CRUNCHES. Lie flat on your back with your feet flat on the floor. Place your hands lightly on either side of your head, keeping your elbows in. Push your back down in the floor to better isolate your abdominal muscles, begin to roll your shoulders off the floor. Continue to push down as hard as you can with your lower back as you contract your abdominals and exhale. Your shoulders should come up off the floor only about four inches, and your lower back should remain on the floor. Repeat the process for 30 seconds, four times with a ten second rest in between.
PLANKS. Start by getting into a press up position. Bend your elbows and rest your weight onto your forearms and not on your hands. Your body should form a straight line from shoulders to ankles. Engage your core by sucking your belly button into your spine. Hold this position for 30 seconds.
OBLIQUE TWISTS. Sit on the ground holding a dumbbell on both ends. Lean back about 30 degrees while using your abs to stabilize. Take the dumbbell and twist from side to side. If you’re up for a challenge, raise your toes off the ground. Do this for 30 seconds.
LEG RAISE. Lie with your back flat on a bench and your legs extended in front of you off the end. Place your hands either under your glutes (an area on your hips) with your palms down—this will be your starting position. As you keep your legs extended, straight as possible with your knees slightly bent but locked raise your legs until they make a 90-degree angle with the floor. Exhale as you perform this portion of the movement and hold the contraction at the top for a second. As you inhale, slowly lower your legs back down to the starting position. Repeat the process five to ten times.

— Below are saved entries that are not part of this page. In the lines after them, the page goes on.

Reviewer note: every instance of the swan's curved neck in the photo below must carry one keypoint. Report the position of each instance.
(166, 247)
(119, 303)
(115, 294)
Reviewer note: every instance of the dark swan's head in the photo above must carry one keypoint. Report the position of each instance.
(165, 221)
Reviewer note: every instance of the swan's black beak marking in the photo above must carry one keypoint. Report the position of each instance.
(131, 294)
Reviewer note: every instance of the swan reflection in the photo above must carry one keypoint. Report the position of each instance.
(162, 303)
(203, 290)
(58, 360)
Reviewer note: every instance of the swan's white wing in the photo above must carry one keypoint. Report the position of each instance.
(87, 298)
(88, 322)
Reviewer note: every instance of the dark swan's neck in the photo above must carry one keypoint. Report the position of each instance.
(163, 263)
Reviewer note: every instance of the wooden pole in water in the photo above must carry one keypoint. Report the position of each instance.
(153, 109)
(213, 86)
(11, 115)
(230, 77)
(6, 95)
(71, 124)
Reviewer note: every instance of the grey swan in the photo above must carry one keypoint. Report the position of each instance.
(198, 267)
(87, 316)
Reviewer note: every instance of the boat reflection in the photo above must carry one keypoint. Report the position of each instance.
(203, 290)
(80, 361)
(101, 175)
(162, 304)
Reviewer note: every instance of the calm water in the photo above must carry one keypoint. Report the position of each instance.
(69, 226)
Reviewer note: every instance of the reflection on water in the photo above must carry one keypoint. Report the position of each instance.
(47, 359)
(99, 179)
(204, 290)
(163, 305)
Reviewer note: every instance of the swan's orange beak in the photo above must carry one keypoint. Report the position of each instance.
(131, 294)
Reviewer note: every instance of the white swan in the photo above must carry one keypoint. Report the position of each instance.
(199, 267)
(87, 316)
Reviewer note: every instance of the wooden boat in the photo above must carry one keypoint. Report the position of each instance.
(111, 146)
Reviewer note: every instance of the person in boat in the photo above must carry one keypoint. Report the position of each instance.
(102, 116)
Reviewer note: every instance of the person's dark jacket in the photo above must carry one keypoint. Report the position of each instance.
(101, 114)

PUSH-UPS. Lie on the floor face down and place your hands about 12 inches apart while holding your torso up at arms’ length. Next, lower yourself downward until your chest almost touches the floor as you inhale. Now breathe out and press your upper body back up to the starting position while squeezing your chest. After a brief pause at the top contracted position, you can begin to lower yourself downward again for as many repetitions as needed. If you are new at this exercise and do not have the strength to perform it, you can either bend your legs at the knees to take off resistance or perform the exercise against the wall instead of the floor.
Of course, these exercises will work well if combined with the proper diet. Getting fit is not easy but it is worth the hard work. With drive and discipline, you’ll be on your way to flaunting your body even after the summer.